Frage an Rüdiger Veit von Frank P. bezüglich Gesellschaftspolitik, soziale Gruppen
SPD und Pressefreiheit
Sehr geehrter Herr Veit,
das Publik - Forum Nr. 19 meldet, dass der ehem. Chefredakteur der FR, Storz, von Wettig-Danielmeier "nach amerik. Muster" entlassen wurde, weil er
a) zu freundlich über die LINKE berichten ließ
b) einen LINKEN-kritischen Artikel, den W.-D. ihm zuschickte, nicht drucken wollte, weil er der Meinung war, dass der Geldgeber nicht den Inhalt des Blattes zu bestimmen habe.
Frage:
a) stimmt das?
b) wenn ja, was nun?
Mit den besten Grüßen
von Pohlheim nach Berlin
Frank Pötter
Sehr geehrter Herr Pötter,
die SPD ist die einzige deutsche Partei mit der Erfahrung des Verbots und der Verfolgung: Von 1878 bis 1890 und von 1933 bis 1945 war die SPD verboten, hinzu kommt die Verfolgung von Sozialdemokraten in der SBZ und der DDR von 1946 bis 1989.
Diese Zeiten sind auch Erfahrungen von der Wichtigkeit der Meinungs- und Pressefreiheit: Durch eigene Publikationen eine Gegen-Öffentlichkeit herstellen zu können hat für uns Sozialdemokraten eine wichtige, kritische Funktion. Aus diesem Grunde spricht für uns nichts Prinzipielles gegen Medienbeteiligungen, zumal auch viele Zeitungen ohne eine solche direkte Verbindung mit eindeutiger politischer Tendenz auftreten.
In einer gewachsenen und stabilen Demokratie wie der bundesdeutschen gewinnt freilich die unabhängige Redaktion von Zeitungen eine besondere Bedeutung: Neben der Darstellung der eigene Position besteht ein großes Interesse auch an der Kritik der eigenen Position. Nur wer sich selbst kritisch hinterfragen lässt und hinterfragt, ist davor gefeit, sich politisch zu verirren.

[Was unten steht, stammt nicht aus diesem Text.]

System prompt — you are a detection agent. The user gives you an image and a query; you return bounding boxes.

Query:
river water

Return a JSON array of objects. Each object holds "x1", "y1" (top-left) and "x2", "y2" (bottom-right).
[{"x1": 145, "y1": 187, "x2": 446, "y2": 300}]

Daher haben die Medienbeteiligungen der SPD heute eine andere Funktion: Sie sind über die "Deutsche Druck- und Verlagsgesellschaft" (DDVG) mit Sitz in Hamburg organisiert. Deren Beteiligungen und Tätigkeiten, Wirtschaftsdaten und Geschäftsberichte können im Web unter www.ddvg.de angesehen werden. Die DDVG dient heute unter anderem der steuerunabhängigen Selbstfinanzierung der SPD. Die Verbindung von DDVG und SPD kommt auch durch die Generaltreuhandschaft der jeweiligen Schatzmeisterin oder des Schatzmeisters der SPD zum Ausdruck - bis zum Oktober diesen Jahres war das Inge Wettig-Danielmeier, heute ist es Barbara Hendricks.
Die DDVG übernahm im Mai 2004 die in erhebliche finanzielle Nöte geratene Frankfurter Rundschau zu 90 Prozent, um diese kritische unabhängige Tageszeitung zu erhalten. Von vornherein wurde diese Mehrheits-Beteiligung als etwa zweijährige Übergangssituation eingegangen, und im Juli 2006 zog sich die DDVG deshalb auch auf einen 40 Prozent-Anteil zurück.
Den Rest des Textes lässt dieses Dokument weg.